Document Type

Article

Publication Date

2010

Center/Program

Center for Contract and Economic Organization

Center/Program

Center for Law and Economic Studies

Abstract

The world is in a bit of a mess. Oil prices soared to more than $140 per barrel and within months plummeted to below $40. The pound fell from $2 to less than $1.40. Housing and stock prices crashed. Foreclosures, bankruptcies, and bailouts became newspaper staples. When things go awry like this, inevitably many people and firms regret having entered into contracts under more favorable circumstances. Many of them will be looking for ways to limit, or better yet, avoid the consequences. A preeminent contracts scholar, Melvin Eisenberg (2009), has provided them with considerable ammunition in a recent paper, arguing for expanding the domain of the excuse doctrines. His arguments for giving the disappointed contracting party a "get out of jail (almost) free" card, however, are seriously flawed.
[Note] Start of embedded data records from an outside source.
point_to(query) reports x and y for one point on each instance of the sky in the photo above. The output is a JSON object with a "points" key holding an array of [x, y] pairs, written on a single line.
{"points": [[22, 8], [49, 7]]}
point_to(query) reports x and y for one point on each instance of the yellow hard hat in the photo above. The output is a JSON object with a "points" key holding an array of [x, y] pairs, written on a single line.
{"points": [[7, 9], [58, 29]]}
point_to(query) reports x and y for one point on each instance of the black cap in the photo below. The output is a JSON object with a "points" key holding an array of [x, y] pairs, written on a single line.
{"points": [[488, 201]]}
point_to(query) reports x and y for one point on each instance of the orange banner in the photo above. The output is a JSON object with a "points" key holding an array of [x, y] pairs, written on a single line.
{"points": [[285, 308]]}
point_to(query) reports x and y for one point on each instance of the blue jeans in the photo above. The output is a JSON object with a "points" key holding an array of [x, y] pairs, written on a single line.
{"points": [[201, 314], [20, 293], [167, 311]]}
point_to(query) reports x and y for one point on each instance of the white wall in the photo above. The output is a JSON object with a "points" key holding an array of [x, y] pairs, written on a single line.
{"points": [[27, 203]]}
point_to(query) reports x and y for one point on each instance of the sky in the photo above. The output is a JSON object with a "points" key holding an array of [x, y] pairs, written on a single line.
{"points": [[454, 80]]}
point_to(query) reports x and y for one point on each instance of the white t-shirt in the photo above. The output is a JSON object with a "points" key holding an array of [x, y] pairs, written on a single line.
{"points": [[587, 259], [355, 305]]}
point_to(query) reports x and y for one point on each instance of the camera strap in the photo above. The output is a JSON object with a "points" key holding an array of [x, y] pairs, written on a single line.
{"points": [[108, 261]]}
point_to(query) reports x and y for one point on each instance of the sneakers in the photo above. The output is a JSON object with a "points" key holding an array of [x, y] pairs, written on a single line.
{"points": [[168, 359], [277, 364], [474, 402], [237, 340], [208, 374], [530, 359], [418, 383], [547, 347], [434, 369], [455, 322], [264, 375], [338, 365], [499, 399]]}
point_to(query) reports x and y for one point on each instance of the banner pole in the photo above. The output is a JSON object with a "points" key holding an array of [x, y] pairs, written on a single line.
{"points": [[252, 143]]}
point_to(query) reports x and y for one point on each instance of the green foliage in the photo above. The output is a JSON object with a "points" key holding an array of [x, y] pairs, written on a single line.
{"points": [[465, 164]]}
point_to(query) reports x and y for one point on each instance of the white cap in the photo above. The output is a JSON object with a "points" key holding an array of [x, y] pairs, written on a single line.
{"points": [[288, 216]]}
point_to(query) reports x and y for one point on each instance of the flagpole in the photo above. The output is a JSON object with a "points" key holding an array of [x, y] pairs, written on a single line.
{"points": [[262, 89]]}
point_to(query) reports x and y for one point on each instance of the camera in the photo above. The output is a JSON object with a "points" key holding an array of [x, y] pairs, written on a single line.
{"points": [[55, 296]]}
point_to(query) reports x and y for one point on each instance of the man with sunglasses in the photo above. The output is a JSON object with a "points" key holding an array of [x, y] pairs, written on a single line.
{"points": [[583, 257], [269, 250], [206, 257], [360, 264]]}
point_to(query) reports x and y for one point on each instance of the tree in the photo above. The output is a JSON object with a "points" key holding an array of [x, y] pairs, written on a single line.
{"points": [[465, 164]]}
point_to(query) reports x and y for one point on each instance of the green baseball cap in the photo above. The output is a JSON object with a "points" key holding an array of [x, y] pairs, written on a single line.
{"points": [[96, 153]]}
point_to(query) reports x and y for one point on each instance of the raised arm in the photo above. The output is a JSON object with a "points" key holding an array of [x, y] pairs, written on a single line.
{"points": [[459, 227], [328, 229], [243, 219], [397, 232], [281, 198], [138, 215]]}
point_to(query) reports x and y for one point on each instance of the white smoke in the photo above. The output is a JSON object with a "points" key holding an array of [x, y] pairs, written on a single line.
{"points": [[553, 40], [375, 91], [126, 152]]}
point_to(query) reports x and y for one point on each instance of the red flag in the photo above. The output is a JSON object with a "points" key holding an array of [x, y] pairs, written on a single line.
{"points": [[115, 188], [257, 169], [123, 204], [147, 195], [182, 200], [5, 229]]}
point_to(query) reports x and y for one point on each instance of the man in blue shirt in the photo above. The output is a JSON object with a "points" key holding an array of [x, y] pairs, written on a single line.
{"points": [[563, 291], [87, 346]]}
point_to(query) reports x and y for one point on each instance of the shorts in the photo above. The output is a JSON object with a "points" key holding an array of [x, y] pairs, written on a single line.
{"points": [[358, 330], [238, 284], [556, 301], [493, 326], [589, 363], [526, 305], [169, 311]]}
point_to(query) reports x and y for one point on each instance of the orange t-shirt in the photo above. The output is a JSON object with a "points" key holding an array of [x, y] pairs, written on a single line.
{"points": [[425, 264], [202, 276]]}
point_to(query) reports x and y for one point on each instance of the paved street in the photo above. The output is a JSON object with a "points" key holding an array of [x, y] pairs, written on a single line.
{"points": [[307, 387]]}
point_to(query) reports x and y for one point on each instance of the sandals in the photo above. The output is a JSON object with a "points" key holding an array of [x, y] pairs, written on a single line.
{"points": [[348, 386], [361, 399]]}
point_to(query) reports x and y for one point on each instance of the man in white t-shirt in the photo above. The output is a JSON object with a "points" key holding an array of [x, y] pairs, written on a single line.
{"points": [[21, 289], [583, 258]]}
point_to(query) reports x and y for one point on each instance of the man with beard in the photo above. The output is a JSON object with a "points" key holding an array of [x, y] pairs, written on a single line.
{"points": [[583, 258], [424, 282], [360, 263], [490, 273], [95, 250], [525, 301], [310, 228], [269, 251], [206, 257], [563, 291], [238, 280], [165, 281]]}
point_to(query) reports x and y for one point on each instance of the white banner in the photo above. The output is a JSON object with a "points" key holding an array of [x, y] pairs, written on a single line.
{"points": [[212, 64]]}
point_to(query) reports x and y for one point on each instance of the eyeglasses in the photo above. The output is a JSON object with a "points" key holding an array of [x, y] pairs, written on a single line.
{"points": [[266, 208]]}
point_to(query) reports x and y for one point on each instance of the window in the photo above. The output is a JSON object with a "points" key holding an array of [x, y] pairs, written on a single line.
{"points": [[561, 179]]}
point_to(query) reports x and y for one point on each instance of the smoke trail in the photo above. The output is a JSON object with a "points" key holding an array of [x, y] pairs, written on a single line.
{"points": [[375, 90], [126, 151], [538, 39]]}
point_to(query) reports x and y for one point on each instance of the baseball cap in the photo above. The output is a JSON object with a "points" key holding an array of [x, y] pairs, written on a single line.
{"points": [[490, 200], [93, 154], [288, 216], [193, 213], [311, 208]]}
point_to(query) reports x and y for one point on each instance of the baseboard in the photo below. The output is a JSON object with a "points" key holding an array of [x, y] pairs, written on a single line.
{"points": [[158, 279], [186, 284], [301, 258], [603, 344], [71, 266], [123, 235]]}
The core of his argument is the inability of private actors to anticipate remote risks. Contracting parties, he argues, have bounded rationality; they can't think of everything. If the parties shared an incorrect tacit assumption about some low-probability event, performance would be excused (the shared-assumption test). He breaks out a subcategory for special treatment: when a change in prices would be sufficiently large to leave the promisor with a loss significantly greater than would have reasonably been expected (the bounded-risk test). He argues that courts should have a broader set of responses than excuse or don't excuse. Rather than an on-off switch, he suggests that the more appropriate analogy is to a dimmer. Relief need not mean that the contract is terminated with no remedy for the promisee. He proposes remedies that fall short of full expectation damages.